“We make single malt in Seattle because we have the perfect climate for barley, peat, and oak trees,” says Matt Hofmann, master distiller and co-founder of Westland Distillery. When he set out to make a peated single malt whisky, however, he ran into trouble immediately. “Nobody in the U.S. knew how to make peated malt,” admits Hofmann. Peat was never used as a fuel in the Pacific Northwest like in Scotland: no need, there are plenty of forests. As a workaround, he imported heavily peated malt from Bairds Malts in Scotland.
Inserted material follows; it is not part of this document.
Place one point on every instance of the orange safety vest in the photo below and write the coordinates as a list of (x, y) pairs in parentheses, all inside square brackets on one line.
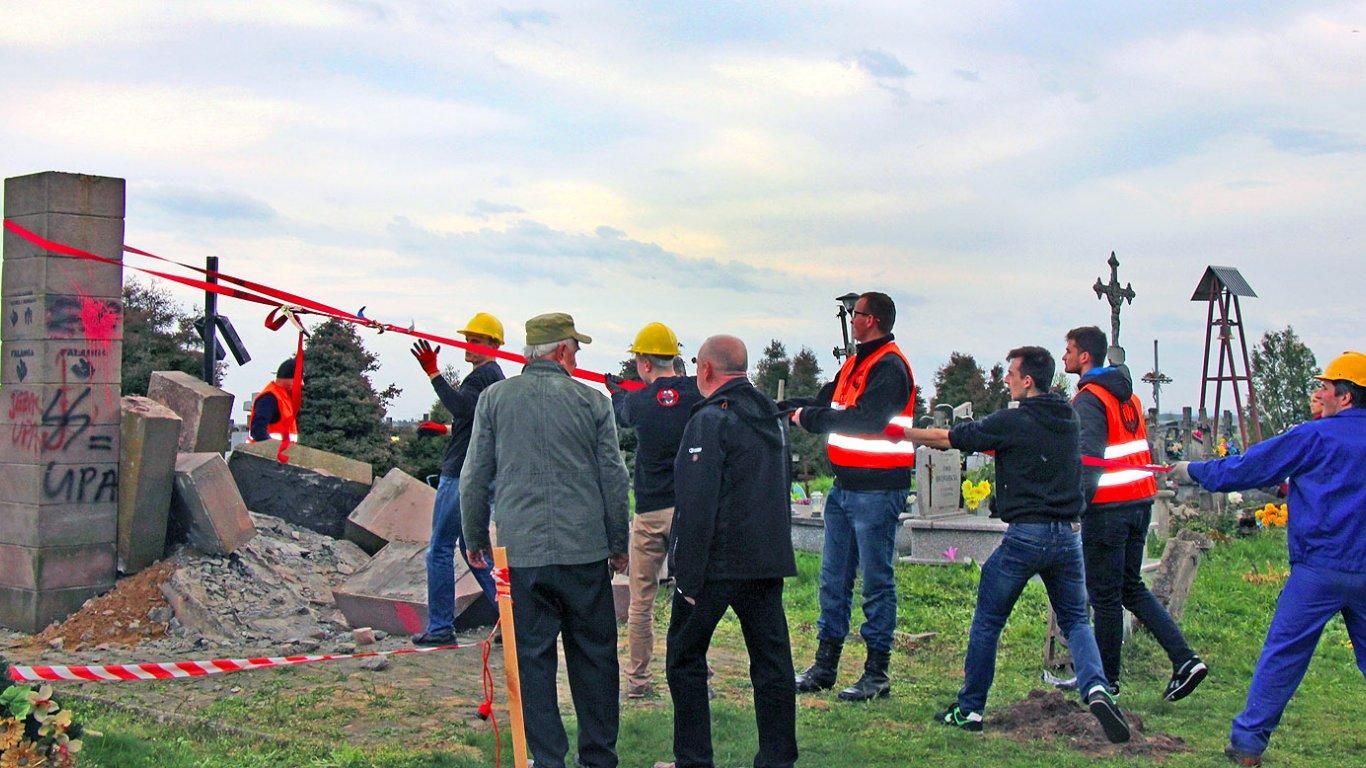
[(1126, 440), (870, 451), (287, 424)]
In 2016, Hofmann partnered with Skagit Valley Malting to make peated malt on (and from) American soil. “We filled 70 casks which we are pretty ecstatic about,” he grins. “We just tasted the stuff that has been in cask for 5 or 6 months. It’s much less medicinal, and a little bit spicier compared to the Bairds peat [used in current bottlings of Westland Peated].”
Everything You Need to Know About Peat in Whisky
Washington State peat looks, feels, and smells completely different than Scottish peat, due to a preponderance of one particular plant. “It’s called Labrador tea,” explains Hofmann, showing a mass of peat comprising curled up, chocolate-colored leaves. “It’s called a tea because it has been used as an ingredient in native tea remedies. It kind of looks like rosemary on steroids. It’s really aromatic, very oily, and when you break the leaves underfoot, you can smell it as you’re stomping around. It smells of rosemary and lavender, with almost a citrus element. Also, there are cranberry thickets, mint, and other cool herbs that grow in the bogs. It’s much more diverse than the Scottish bogs from a plant life standpoint.”
As far as Hofmann knows, no other American distillers are using local peat; not because the peat is unavailable, but because it takes a willing partner to complete the malting. “We’re not just doing it because it’s different, we’re doing it because this is our peat. We don’t do local for the sake of doing local, we do local because this local is good.” Westland Distillery anticipates whiskey made with peat burned in the U.S. will be ready for release in 2019 or 2020.